Ai figli di questo mondo Gesù oppone i figli di Dio, degni della vita futura e della risurrezione dai morti. La risurrezione è la vita futura, cioè la vita nuova intesa come vivere definitivamente da figli di Dio. La risurrezione è vivere come e in Dio.
Dio non restituisce la vita dopo la morte, ma prima della morte dona la Sua vita perché, attraversata la morte, non torniamo più indietro ma viviamo senza la possibilità di morire ancora, ma di vivere per Lui.
Chi sono i figli degni della vita futura? Sono coloro che vivono in questo mondo non usando la logica di questo mondo ma vivendolo come lo spazio e il tempo dell’esodo.
I figli di Dio sono come i patriarchi, Abramo, Isacco e Giacobbe, che in compagnia della Parola di Dio si sono messi in cammino non per possedere una terra, ma per entrarvi e abitarla. L’esodo è diverso dall’evasione perché quest’ultima è uscire da – ovvero – essere liberati da una situazione dolorosa e scomoda, mentre l’esodo è uscire verso l’altro.

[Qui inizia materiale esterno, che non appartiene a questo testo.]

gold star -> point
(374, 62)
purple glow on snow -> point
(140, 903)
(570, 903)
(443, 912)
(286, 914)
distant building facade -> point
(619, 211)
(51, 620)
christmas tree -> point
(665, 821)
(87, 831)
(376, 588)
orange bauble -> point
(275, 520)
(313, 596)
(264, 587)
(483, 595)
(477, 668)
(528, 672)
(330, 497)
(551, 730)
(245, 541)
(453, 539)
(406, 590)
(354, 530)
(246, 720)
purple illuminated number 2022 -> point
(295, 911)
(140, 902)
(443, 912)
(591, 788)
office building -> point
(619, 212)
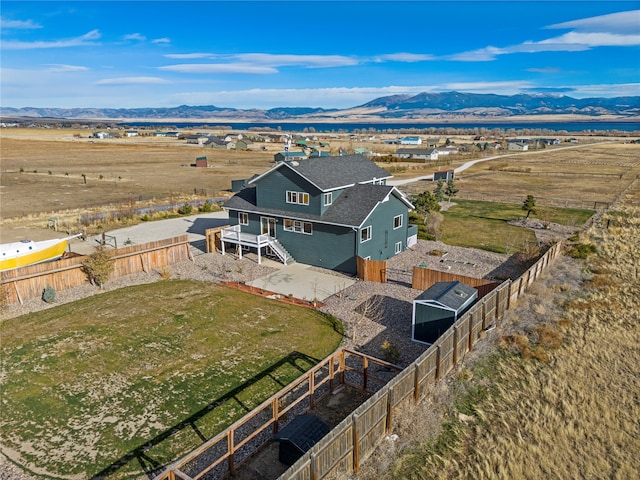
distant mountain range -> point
(397, 108)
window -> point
(301, 198)
(298, 226)
(365, 234)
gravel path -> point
(371, 312)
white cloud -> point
(620, 23)
(60, 67)
(132, 81)
(219, 68)
(135, 36)
(18, 24)
(83, 40)
(405, 57)
(614, 30)
(184, 56)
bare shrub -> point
(98, 266)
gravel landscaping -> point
(372, 313)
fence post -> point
(231, 449)
(389, 425)
(356, 444)
(313, 466)
(416, 383)
(275, 407)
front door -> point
(268, 225)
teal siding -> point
(271, 192)
(384, 237)
(329, 247)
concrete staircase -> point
(276, 247)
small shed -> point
(438, 307)
(298, 436)
(445, 175)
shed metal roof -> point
(449, 295)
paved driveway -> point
(193, 225)
(303, 281)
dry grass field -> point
(554, 394)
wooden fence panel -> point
(29, 282)
(371, 423)
(334, 453)
(461, 338)
(371, 270)
(446, 347)
(490, 303)
(403, 386)
(475, 323)
(503, 296)
(426, 370)
(423, 278)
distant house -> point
(444, 175)
(411, 141)
(417, 153)
(244, 144)
(290, 156)
(197, 139)
(518, 146)
(322, 211)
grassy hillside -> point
(554, 394)
(142, 375)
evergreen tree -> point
(451, 190)
(439, 191)
(529, 205)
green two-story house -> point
(323, 211)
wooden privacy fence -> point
(423, 278)
(223, 454)
(346, 447)
(371, 270)
(29, 282)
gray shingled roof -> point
(328, 173)
(350, 209)
(453, 295)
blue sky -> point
(332, 54)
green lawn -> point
(88, 384)
(483, 225)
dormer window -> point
(301, 198)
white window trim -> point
(299, 198)
(370, 234)
(297, 226)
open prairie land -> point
(554, 392)
(165, 365)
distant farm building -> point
(411, 141)
(417, 153)
(289, 156)
(444, 175)
(438, 307)
(518, 146)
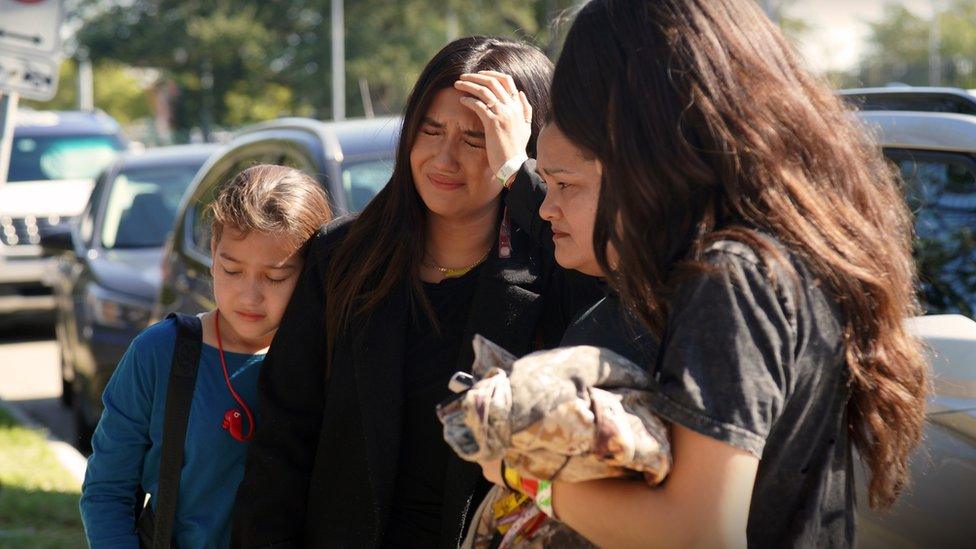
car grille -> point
(25, 231)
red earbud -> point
(234, 424)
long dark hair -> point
(708, 127)
(386, 244)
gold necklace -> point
(456, 272)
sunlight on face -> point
(254, 275)
(448, 160)
(573, 181)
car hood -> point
(64, 198)
(950, 342)
(135, 272)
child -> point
(261, 221)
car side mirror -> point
(57, 241)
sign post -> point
(30, 55)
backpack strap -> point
(179, 393)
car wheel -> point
(83, 427)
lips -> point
(249, 317)
(444, 183)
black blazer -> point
(322, 466)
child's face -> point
(253, 276)
(573, 183)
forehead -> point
(256, 247)
(446, 108)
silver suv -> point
(54, 160)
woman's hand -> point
(504, 111)
(493, 471)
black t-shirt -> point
(760, 365)
(431, 358)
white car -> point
(936, 153)
(53, 163)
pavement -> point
(30, 387)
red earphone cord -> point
(223, 365)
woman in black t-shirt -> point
(756, 230)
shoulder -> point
(156, 339)
(148, 356)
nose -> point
(550, 210)
(252, 293)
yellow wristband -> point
(512, 479)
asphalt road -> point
(30, 379)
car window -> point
(941, 191)
(142, 205)
(361, 181)
(61, 157)
(86, 221)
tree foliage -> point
(900, 44)
(240, 61)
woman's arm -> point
(703, 503)
(270, 506)
(120, 443)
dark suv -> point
(352, 160)
(107, 271)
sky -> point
(839, 29)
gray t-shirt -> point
(760, 365)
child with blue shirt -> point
(261, 221)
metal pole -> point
(8, 111)
(935, 56)
(338, 62)
(367, 100)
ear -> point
(213, 255)
(487, 355)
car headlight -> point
(111, 309)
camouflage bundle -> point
(571, 414)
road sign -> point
(32, 77)
(32, 27)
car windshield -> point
(142, 205)
(362, 180)
(61, 157)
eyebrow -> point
(477, 134)
(267, 265)
(555, 171)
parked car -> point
(936, 154)
(54, 159)
(912, 98)
(352, 160)
(108, 264)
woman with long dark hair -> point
(755, 228)
(348, 449)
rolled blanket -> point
(572, 414)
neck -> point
(230, 340)
(460, 242)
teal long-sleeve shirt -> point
(128, 442)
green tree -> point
(900, 44)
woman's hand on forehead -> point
(504, 111)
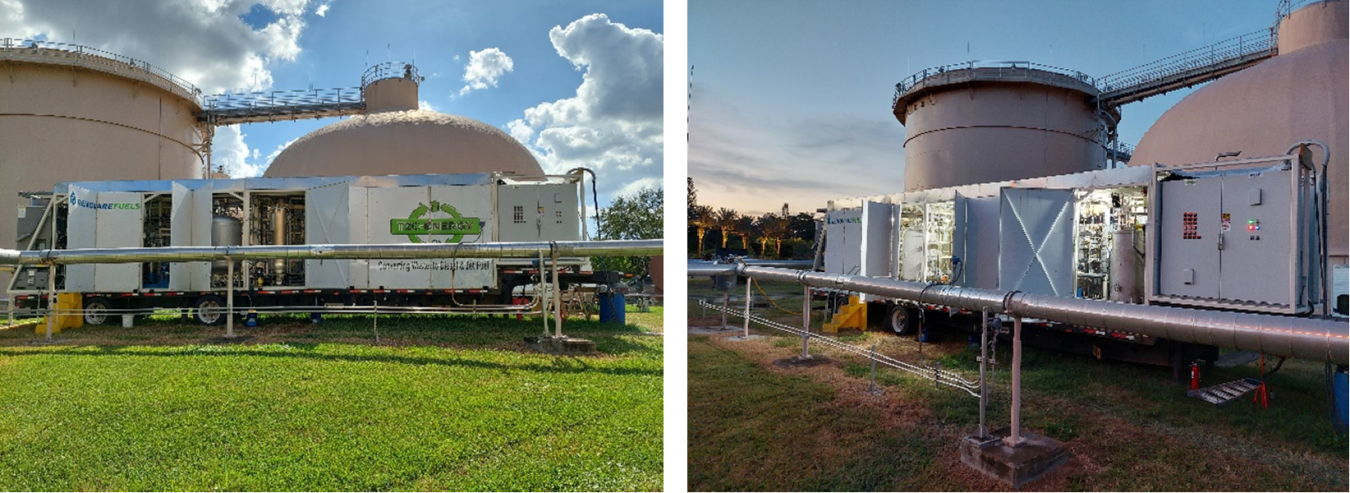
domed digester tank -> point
(1298, 95)
(394, 137)
(76, 114)
(978, 123)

L’immagine del cammino è la cifra rivelativa dello stile di vita che l’uomo sceglie di assumere. Vive chi si mette in cammino verso l’altro sapendo che l’incontro sarà pieno e definitivo nella comunione attraversando la morte. Questo ci appare più chiaro se ritorniamo all’esempio della vita coniugale, modello di ogni altra relazione d’amore. Ciascuno dei coniugi è chiamato a vivere la vita matrimoniale non come un “prendere”, possedere, controllare, usare, sfruttare rimanendo fermo, sempre uguale a se stesso, pretendendo che l’altro si adatti a lui. I figli di Dio affrontano il duro e faticoso cammino dell’esodo verso l’altro, che è presenza di Dio. Uscire da sé, per andare incontro all’altro, significa camminare secondo lo Spirito verso la piena comunione con Dio e con i fratelli. Come l’esodo si compie con l’ingresso nella terra promessa per abitarla, così la vita futura ovvero la risurrezione è compiuta quando si vive totalmente in Dio.
Chi vive in questo mondo per questo mondo finirà anche con questo mondo destinato a terminare con la morte. Chi vive in questo mondo per Dio non teme la morte perché essa non è la fine di tutto ma, nel cammino dell’esodo, è il passaggio necessario per muovere l’ultimo passo incontro a Cristo e vivere sempre con Lui e in Lui.
Auguro a tutti una serena domenica e vi benedico di cuore!